The provision of basic rights such as education and health is dependent on appropriate technology, the wealth to afford them, and a state apparatus to administer them. Yet it is important to note that none of these three historical developments originated in the pursuit of the equitable provision of human rights. Even the modern state emerged in pursuit of dominance and control, and was only later put to more benign use. And the reality is that even today, those policies that lead to the development of new technologies or to the creation of wealth are not necessarily the same as those that promote the basic human rights of the most vulnerable, yet, paradoxically, lifting up the poor requires technology and the creation of wealth.

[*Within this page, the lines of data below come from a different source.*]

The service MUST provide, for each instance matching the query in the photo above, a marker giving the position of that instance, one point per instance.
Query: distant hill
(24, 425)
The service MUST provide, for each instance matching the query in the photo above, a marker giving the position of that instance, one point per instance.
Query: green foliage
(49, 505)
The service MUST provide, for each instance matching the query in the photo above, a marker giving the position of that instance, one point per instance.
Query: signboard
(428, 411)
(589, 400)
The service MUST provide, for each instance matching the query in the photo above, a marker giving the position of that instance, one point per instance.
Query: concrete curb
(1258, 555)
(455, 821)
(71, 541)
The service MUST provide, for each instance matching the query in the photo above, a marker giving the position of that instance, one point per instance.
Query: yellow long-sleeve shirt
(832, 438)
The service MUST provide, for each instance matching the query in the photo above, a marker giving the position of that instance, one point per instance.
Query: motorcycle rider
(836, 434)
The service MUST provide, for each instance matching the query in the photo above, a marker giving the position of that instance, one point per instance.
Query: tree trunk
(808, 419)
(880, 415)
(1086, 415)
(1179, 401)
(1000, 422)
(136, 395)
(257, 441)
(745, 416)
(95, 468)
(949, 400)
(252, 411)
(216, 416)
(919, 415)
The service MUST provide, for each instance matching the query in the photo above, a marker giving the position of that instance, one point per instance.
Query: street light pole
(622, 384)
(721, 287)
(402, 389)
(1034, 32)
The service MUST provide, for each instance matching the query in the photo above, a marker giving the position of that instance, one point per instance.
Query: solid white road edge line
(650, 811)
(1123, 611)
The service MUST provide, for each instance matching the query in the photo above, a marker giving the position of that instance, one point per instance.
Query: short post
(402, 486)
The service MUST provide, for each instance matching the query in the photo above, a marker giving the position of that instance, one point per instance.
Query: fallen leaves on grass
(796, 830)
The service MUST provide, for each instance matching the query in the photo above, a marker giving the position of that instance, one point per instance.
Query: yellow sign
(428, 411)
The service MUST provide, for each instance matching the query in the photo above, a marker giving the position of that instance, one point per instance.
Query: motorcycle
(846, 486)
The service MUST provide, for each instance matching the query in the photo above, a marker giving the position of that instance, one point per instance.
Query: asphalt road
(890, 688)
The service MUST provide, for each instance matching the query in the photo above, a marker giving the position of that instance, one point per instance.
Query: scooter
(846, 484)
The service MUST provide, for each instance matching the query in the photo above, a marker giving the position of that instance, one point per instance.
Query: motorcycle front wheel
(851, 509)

Maritain points out that historically, movements promoting different aspects of the human good have often been in conflict with one another. As an example, he points out how the French revolutionaries attacked associations of workers as a threat to the individual freedoms laid out in the Declaration of the Rights of Man. Perceptively, Maritain discerns that the historical struggle of our own time is how to reconcile social and economic rights, such as those to education and health care, with both democratic liberties and the economic liberties necessary for wealth creation. When such rights appear to come into conflict, he writes, the danger is to “inflate and make absolute, limitless, unrestricted in every respect” some rights while leaving others “unfairly disregarded.” Yet they all must be recognized and reconciled, because they all originate from genuine impulses of human nature. The solution to this dilemma cannot simply be read off of human nature or derived from the mantra of “human dignity,” it must be an act of political reason.

Therefore Beck is right to insist that Catholic social teaching must take adequate consideration for the creation of wealth, which is necessary for the provision of the basic human rights defended in Catholic social teaching, but also dependent on a set of institutions and policies that are not the same as those needed to promote social equity. Beck is correct that this insight has often been “unfairly disregarded” in Catholic circles. For example, Tetlow himself compares wealth to the air and water, something that is given to us to be shared. Without denying that wealth is to be shared, wealth is also quite unlike air and water in that it is not simply there to be used, but must be created, which requires work, human ingenuity, and proper institutions.

At the same time, wealth creation cannot become the only value. Even if, as Beck claims, redistributive policies put limits on economic growth, Clark and Tetlow are certainly right that these policies are also necessary to establish an equitable society where the rights of all are met.  Therefore redistributive tax rates can be justified, despite the disincentives for wealth creation they might generate.

Maritain was certainly right that a key task of our time is to harness the great wealth and technological advancement that the free market provides and put it to use in the service of human dignity. The economic crises we are living through provide a new opportunity for the type of political reasoning we need to effectively balance growth and equity, as the old orthodoxies that have promoted one or the other lay discredited. Catholic social teaching should be a crucial voice in this discussion, but it too must examine its own blind spots.